Barrage temporaire du lac Boivin: une brèche nécessaire

Une brèche a dû être réalisée dans le barrage temporaire du lac Boivin à Granby pour permettre à l’eau de s’écouler durant la fin de semaine à la suite de l’épisode de pluie abondante de vendredi dernier, associée à la fonte rapide des neiges.

Cette mesure exceptionnelle, qui consistait non pas à creuser un trou, mais à abaisser le niveau de la digue temporaire sur une section, était inscrite parmi les mesures de prévention dans le cadre de la reconstruction de l’ouvrage, a souligné lundi le directeur du Bureau de projets à la Ville, Daniel Surprenant­. Elle s’est imposée à partir de vendredi soir, car le niveau d’eau du lac augmentait de façon très sérieuse et le canal de dérivation aménagé ne suffisait plus, affirme-t-il.

« C’est une opération qui était assez particulière. On espérait qu’elle n’arrive pas. Mais on s’était préparé en cas. On s’attendait plus à ça dans le courant de l’automne qu’à la mi-­janvier », dit-il. 

Selon Daniel Surprenant, le débit de l’eau était « assez exceptionnel ». « C’est dur de savoir exactement ce qu’on avait au barrage, mais on a dû passer de 3 mètres cubes à environ 60 mètres cubes par seconde », dit-il.

Le directeur du Bureau de projets relève que l’entrepreneur, Construction Injection EDM de Québec, s’est montré « très coopératif » dans les circonstances. « On ne voulait pas inonder et on ne voulait pas que le niveau du lac soit trop bas. Ça s’est passé comme on espérait dans une situation critique », dit-il. Une fois le niveau d’eau stabilisé, les travaux de remise en état du barrage temporaire ont été entrepris dimanche matin. 

La fin du chantier est dorénavant reportée à la mi-février. La remise en service du barrage était d’abord prévue pour la période des Fêtes, puis elle a été repoussée au début février.
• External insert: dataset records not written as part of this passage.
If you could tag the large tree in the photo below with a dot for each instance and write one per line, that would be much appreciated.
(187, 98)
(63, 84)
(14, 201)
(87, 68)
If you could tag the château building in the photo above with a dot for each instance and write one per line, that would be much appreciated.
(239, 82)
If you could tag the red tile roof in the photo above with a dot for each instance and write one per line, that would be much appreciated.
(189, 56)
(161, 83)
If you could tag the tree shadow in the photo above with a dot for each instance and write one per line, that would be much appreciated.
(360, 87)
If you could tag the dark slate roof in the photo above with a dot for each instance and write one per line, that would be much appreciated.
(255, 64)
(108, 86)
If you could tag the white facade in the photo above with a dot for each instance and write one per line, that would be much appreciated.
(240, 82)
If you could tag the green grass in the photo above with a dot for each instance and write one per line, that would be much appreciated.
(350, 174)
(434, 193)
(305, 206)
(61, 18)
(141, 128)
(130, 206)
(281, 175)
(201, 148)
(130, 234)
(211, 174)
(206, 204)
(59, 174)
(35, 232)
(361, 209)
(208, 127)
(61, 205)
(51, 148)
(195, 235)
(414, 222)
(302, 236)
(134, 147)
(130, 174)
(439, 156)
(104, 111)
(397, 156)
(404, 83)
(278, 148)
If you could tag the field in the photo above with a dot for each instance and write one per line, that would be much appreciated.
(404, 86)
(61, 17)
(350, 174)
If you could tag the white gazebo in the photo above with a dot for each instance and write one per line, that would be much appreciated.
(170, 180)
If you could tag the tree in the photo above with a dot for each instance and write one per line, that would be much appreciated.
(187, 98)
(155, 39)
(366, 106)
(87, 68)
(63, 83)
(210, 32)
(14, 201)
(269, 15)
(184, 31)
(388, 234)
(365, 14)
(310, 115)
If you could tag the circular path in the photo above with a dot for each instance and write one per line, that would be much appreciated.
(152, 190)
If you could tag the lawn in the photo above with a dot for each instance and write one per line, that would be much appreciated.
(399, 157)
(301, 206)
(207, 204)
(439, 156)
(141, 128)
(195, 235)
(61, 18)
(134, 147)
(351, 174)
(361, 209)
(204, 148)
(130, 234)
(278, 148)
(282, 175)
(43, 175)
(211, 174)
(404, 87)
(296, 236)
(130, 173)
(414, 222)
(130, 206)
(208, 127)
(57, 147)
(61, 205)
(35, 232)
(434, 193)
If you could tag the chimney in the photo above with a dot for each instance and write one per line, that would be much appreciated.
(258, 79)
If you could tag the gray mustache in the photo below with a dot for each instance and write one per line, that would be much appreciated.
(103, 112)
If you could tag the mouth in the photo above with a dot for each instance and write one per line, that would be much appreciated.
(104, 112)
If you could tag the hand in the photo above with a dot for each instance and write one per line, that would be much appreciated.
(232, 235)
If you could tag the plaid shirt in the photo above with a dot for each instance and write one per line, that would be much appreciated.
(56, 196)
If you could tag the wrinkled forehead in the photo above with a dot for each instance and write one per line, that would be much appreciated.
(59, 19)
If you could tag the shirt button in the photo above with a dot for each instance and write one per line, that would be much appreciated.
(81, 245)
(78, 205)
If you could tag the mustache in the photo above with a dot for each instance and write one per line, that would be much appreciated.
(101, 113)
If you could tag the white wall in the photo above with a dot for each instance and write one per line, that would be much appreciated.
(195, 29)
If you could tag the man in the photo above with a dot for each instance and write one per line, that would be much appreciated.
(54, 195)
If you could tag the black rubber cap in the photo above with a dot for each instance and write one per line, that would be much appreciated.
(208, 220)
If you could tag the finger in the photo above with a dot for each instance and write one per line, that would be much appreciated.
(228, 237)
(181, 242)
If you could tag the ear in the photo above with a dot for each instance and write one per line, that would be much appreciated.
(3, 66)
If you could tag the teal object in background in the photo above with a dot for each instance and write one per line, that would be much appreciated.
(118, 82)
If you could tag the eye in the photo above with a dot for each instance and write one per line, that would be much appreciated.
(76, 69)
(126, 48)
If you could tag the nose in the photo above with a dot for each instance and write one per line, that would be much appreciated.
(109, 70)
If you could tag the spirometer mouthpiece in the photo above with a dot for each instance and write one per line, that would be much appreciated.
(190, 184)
Selon M. Surprenant, une semaine devrait être nécessaire pour remettre de l’ordre dans le chantier, avant de poursuivre la mise à niveau et la reconstruction du barrage. 

Il est encore tôt pour affirmer si cela pourrait se traduire par des coûts supplémentaires dans ce projet de 4,3 millions de dollars, dont 83 % des coûts admissibles font l’objet d’une subvention, dit Daniel Surprenant. « Une chose est sûre, il y a un retard qui n’est pas la faute de l’entrepreneur », dit-il.